Reference no: EM132246565
Questions -
Q1. Larkspur Factory provides a 2-year warranty with one of its products which was first sold in 2017. Larkspur sold $1,044,600 of products subject to the warranty. Larkspur expects $135,320 of warranty costs over the next 2 years. In that year, Larkspur spent $74,380 servicing warranty claims. Prepare Larkspur's journal entry to record the sales (ignore cost of goods sold) and the December 31 adjusting entry, assuming the expenditures are inventory costs.
Q2. The Sarasota Company issued $390,000 of 11% bonds on January 1, 2017. The bonds are due January 1, 2022, with interest payable each July 1 and January 1. The bonds were issued at 98.

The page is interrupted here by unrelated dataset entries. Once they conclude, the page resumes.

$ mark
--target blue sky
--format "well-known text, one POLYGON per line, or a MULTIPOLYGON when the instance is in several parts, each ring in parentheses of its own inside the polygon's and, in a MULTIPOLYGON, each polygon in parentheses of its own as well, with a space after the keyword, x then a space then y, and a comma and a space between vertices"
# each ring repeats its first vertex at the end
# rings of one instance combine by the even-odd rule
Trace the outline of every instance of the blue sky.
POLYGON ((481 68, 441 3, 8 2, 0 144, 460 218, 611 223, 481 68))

Prepare the journal entries for (a) January 1, (b) July 1, and (c) December 31. Assume The Sarasota Company records straight-line amortization semiannually.
Q3. Marigold Corporation issued a 4-year, $39,000, 4% note to Greenbush Company on January 1, 2017, and received a computer that normally sells for $30,530. The note requires annual interest payments each December 31. The market rate of interest for a note of similar risk is 11%.
Prepare Marigold's journal entries for (a) the January 1 issuance and (b) the December 31 interest.